Automating Server Provisioning; the Transition to Private Hybrid Cloud

In every place I’ve worked, the server provisioning process was largely identical. There were of course subtle differences depending on vendor products, business processes, etc. but typically every customer’s server provisioning artifacts are made up of the same components. To provision a host, you’ll need IP information, DNS entry, VM container, a kickstart/jumpstart method, pre-provisioned storage/networks, and all of the various application level components on top of the OS (monitoring agents, backups, the application itself, etc.). These systems or processes usually had been in place for more than a few years, and would be considered the “Traditional IT” method of provisioning servers.

Since most of these components are a few to several years old, it’s accurate to say that not all of them were designed with true automation in mind. Some components had automation capability, but generally these existed in isolation and had manual kick-off processes or dependencies associated to them. In one particular shop, our home-grown asset management tool was completely manual. We could build an OS in an automated fashion, but had to wait for manual asset management tasks to be completed post-build before we could hand it over to a developer. In another shop, our IP address management tool didn’t have an API. We followed many manual steps to reserve and setup IP/DNS before we could kick off an automated OS build. In all of these server provisioning scenarios, a developer would be waiting anywhere from 4-10 hours (rush request) to 2 – 3.5 weeks before they could get their server. The quality of server OS going out the door was quite high, however it was hardly quick, never fully-automated, and “rush” requests were the only way developers could get an OS in a reasonable amount of time.

See the below graphic outlining each provisioning component. I’ve highlighted the areas of automation concern:

Server Provisioning Artifacts

Server Provisioning Artifacts

We spent a ton of time analyzing how we could improve this process. We eliminated steps where feasible, automated what we could, created efficiencies, etc.  After much scrutiny and completing all the “low-hanging-fruit”, we realized we weren’t ever going to be able to get down to the 15-20 minutes timeframe that developers were expecting (and were getting from other sources such as Amazon). We realised our limiting factors were the very tools themselves that we were using in each component. If our IPAM tool didn’t have an available API, we would never be able to programmatically address (read automate) our IP requirements. Similarly, if we couldn’t programmatically tie into our asset management tool, we’d be forever stuck with manual tasks to enter the data. In order to automate the entire process of server provisioning, we were in a “rip and replace” situation on some of our core server provisioning components. Ouch. What a sobering realization. As you can expect, ripping and replacing components wasn’t a very popular idea with the business, as there were large investments in each component and they were very useful and functional to other areas of the business. What was IT to do?
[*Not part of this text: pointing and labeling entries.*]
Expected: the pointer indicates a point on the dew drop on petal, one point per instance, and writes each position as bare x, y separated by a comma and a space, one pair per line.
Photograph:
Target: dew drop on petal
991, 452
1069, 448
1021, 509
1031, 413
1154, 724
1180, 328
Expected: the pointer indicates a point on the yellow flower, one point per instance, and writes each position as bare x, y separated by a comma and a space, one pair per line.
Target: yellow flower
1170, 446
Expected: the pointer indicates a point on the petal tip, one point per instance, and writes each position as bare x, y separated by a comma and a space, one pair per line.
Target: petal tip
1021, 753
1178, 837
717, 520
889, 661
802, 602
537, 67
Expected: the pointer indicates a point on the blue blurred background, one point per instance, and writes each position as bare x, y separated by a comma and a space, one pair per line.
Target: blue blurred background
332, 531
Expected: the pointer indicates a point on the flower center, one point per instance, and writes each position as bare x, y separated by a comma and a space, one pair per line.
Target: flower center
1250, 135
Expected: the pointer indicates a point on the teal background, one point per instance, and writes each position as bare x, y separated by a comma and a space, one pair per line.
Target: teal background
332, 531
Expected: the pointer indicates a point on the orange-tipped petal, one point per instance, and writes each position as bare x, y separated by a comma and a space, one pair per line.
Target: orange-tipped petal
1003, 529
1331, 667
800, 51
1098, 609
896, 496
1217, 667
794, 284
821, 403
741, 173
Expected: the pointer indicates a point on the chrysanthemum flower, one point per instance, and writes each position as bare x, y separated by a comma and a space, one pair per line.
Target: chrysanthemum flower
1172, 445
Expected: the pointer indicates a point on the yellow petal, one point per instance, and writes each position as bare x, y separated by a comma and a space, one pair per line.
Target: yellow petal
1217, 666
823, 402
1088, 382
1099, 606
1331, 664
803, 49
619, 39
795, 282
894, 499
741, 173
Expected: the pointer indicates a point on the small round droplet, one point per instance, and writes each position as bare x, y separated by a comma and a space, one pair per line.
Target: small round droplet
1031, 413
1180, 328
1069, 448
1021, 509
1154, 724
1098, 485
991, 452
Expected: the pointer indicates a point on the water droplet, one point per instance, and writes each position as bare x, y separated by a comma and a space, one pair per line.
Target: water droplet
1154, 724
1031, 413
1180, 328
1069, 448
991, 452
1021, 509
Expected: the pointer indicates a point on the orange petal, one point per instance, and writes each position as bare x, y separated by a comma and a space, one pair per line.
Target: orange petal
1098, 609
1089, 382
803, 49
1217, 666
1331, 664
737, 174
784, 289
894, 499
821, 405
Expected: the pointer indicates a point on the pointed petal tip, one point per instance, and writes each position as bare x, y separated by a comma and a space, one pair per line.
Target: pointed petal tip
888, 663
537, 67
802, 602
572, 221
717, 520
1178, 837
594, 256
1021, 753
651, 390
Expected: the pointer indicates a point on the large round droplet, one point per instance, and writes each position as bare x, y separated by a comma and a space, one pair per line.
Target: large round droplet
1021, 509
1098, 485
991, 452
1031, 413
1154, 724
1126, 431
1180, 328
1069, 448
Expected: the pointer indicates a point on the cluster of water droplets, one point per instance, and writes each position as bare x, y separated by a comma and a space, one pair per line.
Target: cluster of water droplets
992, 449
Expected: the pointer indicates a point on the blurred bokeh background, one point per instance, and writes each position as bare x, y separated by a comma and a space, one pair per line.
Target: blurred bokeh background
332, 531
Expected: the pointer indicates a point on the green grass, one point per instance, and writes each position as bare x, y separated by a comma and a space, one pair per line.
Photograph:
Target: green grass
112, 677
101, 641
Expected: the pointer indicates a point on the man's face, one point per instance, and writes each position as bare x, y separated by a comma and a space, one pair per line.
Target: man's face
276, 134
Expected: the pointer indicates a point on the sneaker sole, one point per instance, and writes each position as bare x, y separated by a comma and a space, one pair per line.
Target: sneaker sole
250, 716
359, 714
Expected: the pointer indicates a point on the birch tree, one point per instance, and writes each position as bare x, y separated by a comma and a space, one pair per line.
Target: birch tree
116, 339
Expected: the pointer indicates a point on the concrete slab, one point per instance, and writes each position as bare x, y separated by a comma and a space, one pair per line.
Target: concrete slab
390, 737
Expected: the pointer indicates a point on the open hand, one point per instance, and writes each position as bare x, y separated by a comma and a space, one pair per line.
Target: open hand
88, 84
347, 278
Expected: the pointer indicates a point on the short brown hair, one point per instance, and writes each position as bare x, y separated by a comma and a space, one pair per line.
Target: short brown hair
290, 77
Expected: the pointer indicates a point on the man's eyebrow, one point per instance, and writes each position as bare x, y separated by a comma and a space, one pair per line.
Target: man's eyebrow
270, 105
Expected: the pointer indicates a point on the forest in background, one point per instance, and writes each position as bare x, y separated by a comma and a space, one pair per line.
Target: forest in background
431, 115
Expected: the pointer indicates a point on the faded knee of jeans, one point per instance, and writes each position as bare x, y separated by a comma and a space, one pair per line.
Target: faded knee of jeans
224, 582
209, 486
Enter infrastructure-as-a-service (IaaS), and more specifically, OpenStack. OpenStack was designed with these infrastructure limitations in mind. All of the common components in the traditional IT provisioning workflow were implemented in OpenStack with a capable API. In fact, the API is the only way to interact with these components. No more being locked-in with a vendor’s short sighted roadmap. Also, being an open-source project, if the API capability wasn’t there that you expected, you could engage the community to include your feature, or develop it yourself.

Once we discovered IaaS, we were quickly looking at how we could get it in house, and fast. As we learned about OpenStack and private/public clouds, we started to see where this was going to work for us, and where it was not. We discovered that most of the rush systems the developers were looking for were for testing/developing new capabilities, and were tied to time-to-market activities or other time-sensitive new business constraints. Most of the business critical systems were still being satisfied by the traditional provisioning method. We decided to PoC OpenStack for this developer test bed use-case, and look at a workload promotion process to the traditional IT environment once the business decided these new capabilities were worth pursuing seriously. We’ve ended up with a provisioning architecture like this:

Server Provisioning Artifacts

Server Provisioning Artifacts

We realised the traditional IT provisioning method was going to be around for quite some time for legacy systems. We also realised that we did have some workloads that would suit an IaaS method, and that we still had developers going to Amazon for bleeding edge development we couldn’t bring in house just yet. This left us with three different methods of server provisioning, so we decided upon Red Hat’s cloud management tool to orchestrate each provisioning workflow. This will allow us to perform consistent policy and process enforcement, as well as automate similar tasks, across all provisioning workflows. While we’re still working on integrating several of the automation components of each workflow, we soon will have sufficient ways to automate server provisioning for use-cases that need quick responses, while still satisfying the traditional IT legacy use-cases that our business will be running for quite some time. This will leave us in a private hybrid cloud state, with the agility to scale up or down any provisioning workflow we need as our business needs evolve.